Tem razão o eminente professor, de valor intelectual e prestígio reconhecidos em todo o mundo jurídico. É preciso reconhecer o trabalho contínuo, determinado e quase sempre anônimo da grande maioria dos juízes, que, com idealismo e independência, realiza a Justiça de acordo com a Lei.

Reformas do Judiciário no Brasil, todavia, são necessárias para permitir a todos o acesso à justiça, evitar abusos de natureza administrativa, a lentidão da prestação jurisdicional, os recursos protelatórios, o formalismo excessivo em detrimento da substância do Direito e o excesso de processos repetitivos (que se acumulam nos tribunais do país, incluindo tribunais superiores e o Supremo). Tal situação é, obviamente deletéria da credibilidade do sistema jurídico e dos princípios constitucionais da legalidade e da isonomia, pilares do Estado Democrático de Direito.

O saudoso ministro Victor Nunes Leal, autor de “Problemas de Direito Público”, obra clássica na literatura jurídica pela relevância dos temas (constitucionais e de direito público) e pela densidade doutrinária e jurisprudencial, introduziu no Brasil há cerca de quarenta anos, como membro da Comissão de Jurisprudência do STF, a experiência bem-sucedida das súmulas, inspiradas na doutrina do “stare decisis” e nos “restatements of laws” do direito anglo-americano. O eminente ministro Carlos Velloso, ex-presidente do Supremo, defende a modernização do Judiciário, com a adoção, dentre outras medidas, do efeito vinculante das súmulas da jurisprudência do STF e dos tribunais superiores. Propugna também pela instituição da arguição de relevância da questão federal (na verdade, introduzida pela primeira vez no Brasil por emenda ao regimento interno do colendo Supremo Tribunal Federal, nos idos de 1965, contando ainda com o talento de Victor Nunes Leal).

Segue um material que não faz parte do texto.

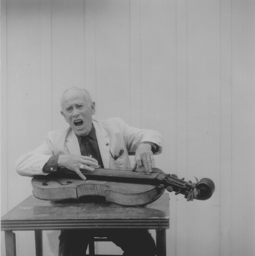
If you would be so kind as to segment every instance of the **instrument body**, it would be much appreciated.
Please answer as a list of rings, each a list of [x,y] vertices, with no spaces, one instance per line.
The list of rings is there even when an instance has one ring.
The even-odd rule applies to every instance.
[[[135,172],[97,169],[94,172],[83,170],[82,173],[87,177],[85,181],[68,170],[35,176],[32,179],[33,194],[40,199],[52,200],[101,196],[107,202],[120,205],[142,206],[156,200],[166,188],[184,195],[188,200],[206,200],[214,192],[214,184],[209,179],[191,183],[157,168],[150,174],[143,169]]]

Penso que o ex-presidente do Supremo tem inteira razão em ambas as hipóteses. Na primeira, mais do que evitar o acúmulo de processos repetitivos (que dificultam o acesso ao Judiciário e prejudicam a qualidade da prestação jurisdicional, violando o princípio do “due process of law”), prestigiam-se os princípios da legalidade e da isonomia, da igualdade perante a lei, pois os recursos extraordinários e especiais destinam-se a permitir ao STF e aos tribunais superiores, pela correta exagese da norma jurídica federal abstrata, conferir às normas o conteúdo que lhes deram os representantes do povo no Congresso Nacional. A lei, expressão da vontade geral, deve ser aplicada igualmente para todos. O direito constitucional americano é muito expressivo ao referir-se à “igual proteção das leis”.

Na segunda hipótese, inspirada no “writ of certiorari” da Suprema Corte dos EUA, busca-se limitar a jurisdição do STF às questões realmente importantes para a Federação. Tem razão, ainda, o ex-presidente do Supremo quando preconiza a criação de um Conselho Nacional da Magistratura para tratar da administração da Justiça, promovendo seu contínuo aprimoramento.

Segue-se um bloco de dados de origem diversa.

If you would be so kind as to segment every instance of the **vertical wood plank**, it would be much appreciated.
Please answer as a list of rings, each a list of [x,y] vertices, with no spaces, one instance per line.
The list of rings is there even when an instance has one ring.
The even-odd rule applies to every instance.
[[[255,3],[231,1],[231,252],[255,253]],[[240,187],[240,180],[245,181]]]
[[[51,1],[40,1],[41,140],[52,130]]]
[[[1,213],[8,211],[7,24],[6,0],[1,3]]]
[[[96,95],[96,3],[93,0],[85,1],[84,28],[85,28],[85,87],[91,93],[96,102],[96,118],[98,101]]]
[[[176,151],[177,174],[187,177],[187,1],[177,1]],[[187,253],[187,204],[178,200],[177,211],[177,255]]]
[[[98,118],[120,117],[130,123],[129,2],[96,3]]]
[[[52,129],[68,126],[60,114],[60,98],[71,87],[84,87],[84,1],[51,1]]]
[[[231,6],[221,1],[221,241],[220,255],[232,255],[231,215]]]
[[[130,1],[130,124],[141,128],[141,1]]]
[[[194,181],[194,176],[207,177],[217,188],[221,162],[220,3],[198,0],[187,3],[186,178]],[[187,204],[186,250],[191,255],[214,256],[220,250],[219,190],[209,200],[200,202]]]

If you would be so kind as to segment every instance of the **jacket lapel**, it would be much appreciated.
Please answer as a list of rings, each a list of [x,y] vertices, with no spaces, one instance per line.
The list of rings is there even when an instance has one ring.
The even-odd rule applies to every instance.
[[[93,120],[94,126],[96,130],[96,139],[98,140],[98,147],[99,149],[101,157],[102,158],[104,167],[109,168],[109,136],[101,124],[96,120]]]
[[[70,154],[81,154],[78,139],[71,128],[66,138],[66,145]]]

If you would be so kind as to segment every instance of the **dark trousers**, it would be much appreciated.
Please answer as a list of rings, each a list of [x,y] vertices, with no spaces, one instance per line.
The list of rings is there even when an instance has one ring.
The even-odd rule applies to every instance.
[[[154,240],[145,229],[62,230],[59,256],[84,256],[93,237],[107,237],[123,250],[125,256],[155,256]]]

São grandes os desafios para o Judiciário no terceiro milênio, diante da globalização, do desenvolvimento científico e tecnológico, das novas causas da humanidade (como a proteção internacional dos direitos humanos, a questão ambiental, o combate ao narcotráfico e ao crime organizado transnacional) e, sobretudo, do acesso à Justiça e aos direitos da liberdade e bem-estar para todos, consolidando os valores da ética, da solidariedade e do respeito à dignidade do ser humano.

As reformas constitucionais e infraconstitucionais do Judiciário devem superar obstáculos políticos, acadêmicos e corporativos para assegurar ao povo brasileiro uma melhor Justiça e uma mentalidade mais consentânea com os tempos em que vivemos, como deve ser a do jurista contemporâneo.

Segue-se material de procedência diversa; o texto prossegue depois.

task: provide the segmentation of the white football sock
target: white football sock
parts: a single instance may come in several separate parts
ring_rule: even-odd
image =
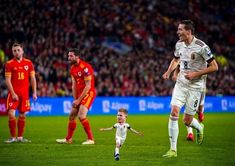
[[[202,130],[202,126],[200,125],[200,123],[198,122],[197,119],[193,118],[191,124],[189,125],[191,127],[193,127],[194,129],[201,131]]]
[[[119,148],[115,148],[115,154],[119,154]]]
[[[193,134],[193,128],[192,127],[186,126],[186,128],[187,128],[188,134],[190,134],[190,133]]]
[[[177,151],[177,139],[179,135],[178,117],[169,118],[168,132],[169,132],[171,150]]]

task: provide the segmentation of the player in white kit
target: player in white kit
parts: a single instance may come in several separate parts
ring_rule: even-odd
[[[174,70],[173,76],[172,76],[172,80],[176,81],[177,80],[177,76],[179,74],[180,71],[180,66],[178,65],[177,68]],[[205,97],[206,97],[206,76],[204,77],[204,83],[205,83],[205,89],[203,90],[201,99],[200,99],[200,103],[199,103],[199,107],[197,110],[197,114],[198,114],[198,121],[202,122],[204,120],[204,103],[205,103]],[[192,127],[186,126],[187,128],[187,140],[188,141],[194,141],[194,134],[193,134],[193,129]]]
[[[131,126],[128,123],[126,123],[127,114],[128,112],[126,109],[119,109],[117,114],[117,123],[115,123],[112,127],[100,129],[100,131],[110,131],[114,128],[116,129],[116,136],[115,136],[116,147],[114,151],[115,160],[120,159],[119,149],[126,140],[127,129],[129,129],[135,134],[143,135],[141,132],[134,130],[133,128],[131,128]]]
[[[184,124],[197,131],[197,143],[203,141],[203,124],[200,124],[194,115],[198,109],[200,98],[205,89],[205,75],[218,70],[218,65],[213,58],[210,48],[194,36],[194,23],[183,20],[178,25],[174,58],[164,79],[169,79],[170,74],[180,64],[180,72],[171,99],[171,113],[168,123],[170,150],[163,157],[177,157],[177,139],[179,134],[178,119],[180,109],[185,106]]]

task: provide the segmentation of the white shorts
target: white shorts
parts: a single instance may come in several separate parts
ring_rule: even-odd
[[[116,144],[119,144],[120,146],[124,144],[125,140],[125,138],[116,136]]]
[[[204,105],[205,103],[205,97],[206,97],[206,92],[202,92],[201,99],[200,99],[200,105]]]
[[[176,83],[172,94],[171,105],[175,105],[180,109],[185,105],[184,113],[195,115],[200,104],[202,93],[203,92],[188,89],[181,83]]]

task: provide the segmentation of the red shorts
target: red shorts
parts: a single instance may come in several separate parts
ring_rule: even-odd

O pensamento de dois grandes “justices” da Suprema Corte dos EUA vem bem a propósito da matéria. O saudoso Benjamin Nathan Cardozo, de cujas valiosas lições nas “Yale Lectures” resultou o internacionalmente famoso “The Nature of the Judicial Process”, via na função judicial a oportunidade para praticar a criativa arte pela qual o Direito é moldado para preencher as necessidades de uma ordem social em mudanças. E o “justice” William J. Brennan, também falecido, adotava filosofia jurídica que conduz a uma síntese emblemática, nas suas próprias palavras: “O progresso do Direito depende do diálogo entre coração e mente”.